Вовсе не обязательно, для того чтобы показать трагизм существования, заставлять реальность корчиться мунковскими гримасами и исходить от боли на манер Оскара Кокошки или Густава Малера. Можно показать реальность почти что без искажения, и даже совсем без искажения, но при этом преподнести сущность (именно сущность, а не форму!) феноменов пространства, материи и времени так, что экзистенциальный «страх и трепет» пробежит по жилам реципиента. Тут есть принципиальное различие между восприятием формы перечисленных феноменов и восприятием их сущности. Для наглядности возьмем пример из живописи. Пространство во всех версиях мунковского «Крика» до предела деформировано. Однако это следствие, а не причина, деформации мира (внутреннего мира «автора» и мира окружающей его реальности). То есть вид и степень деформации пространства зависит от того видения, которое Мунк вложил в картину. Или иначе: «деформация» в психологической и эмоциональной сфере заставляет искажаться наше восприятие пространства, заставляет интерпретировать пространственную структуру именно таким образом, наделяя ее параметрами кривизны, вогнутости и т. п.

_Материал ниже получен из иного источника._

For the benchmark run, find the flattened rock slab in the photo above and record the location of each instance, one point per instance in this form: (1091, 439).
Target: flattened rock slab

Рольф Стенерсен в книге о Мунке приводит надпись, которую художник сделал на литографии «Крик»: «Ich fühlte das Geschrei der Natur» – «Я почувствовал крик природы»[149]. В то же время несомненно, что это и крик души самого художника, который заставляет природу откликаться и резонировать. (Кстати, видимо, в этом отличие экспрессионизма от романтизма. Романтизм никогда не навязывал природе каких-либо эмоциональных реакций и не применял к природе психологическое насилие. Романтизм лишь допускает отзвуки в природе, он ищет соответствий эмоционального состояния человека и состояния стихий в природе. Экспрессионизм же зачастую искажает природу по своему усмотрению, потому что, не найдя необходимого ему накала эмоций в окружающем мире, он заставляет окружающий мир измениться настолько, насколько захочет.) Читатель также может вспомнить следующий рассказ самого художника: «Как-то вечером я шел по тропинке. Город остался позади, внизу расстилался фьорд. Заходящее солнце сделало облака кроваво-красными, и я почувствовал крик, пронзивший природу; я слышал его доподлинно. Когда я работал над картиной, то написал облака как настоящую кровь. Цвета раскрывались от крика»[150]. Стенерсен так отразил свои впечатления от одного из вариантов картины: «Небо кроваво-красное, линии пейзажа громоздятся… чудовищными извилинами. <…> „Крик“ – может быть, самая характерная картина Мунка. От нее веет всепоглощающим страхом. Она показывает, как краски и линии пейзажа восстают против слабого и сверхчувствительного человека. Это сам Мунк, который однажды вечером вдруг почувствовал, что пейзаж его парализует. Линии и краски ландшафта двинулись к нему, чтобы удушить его»[151].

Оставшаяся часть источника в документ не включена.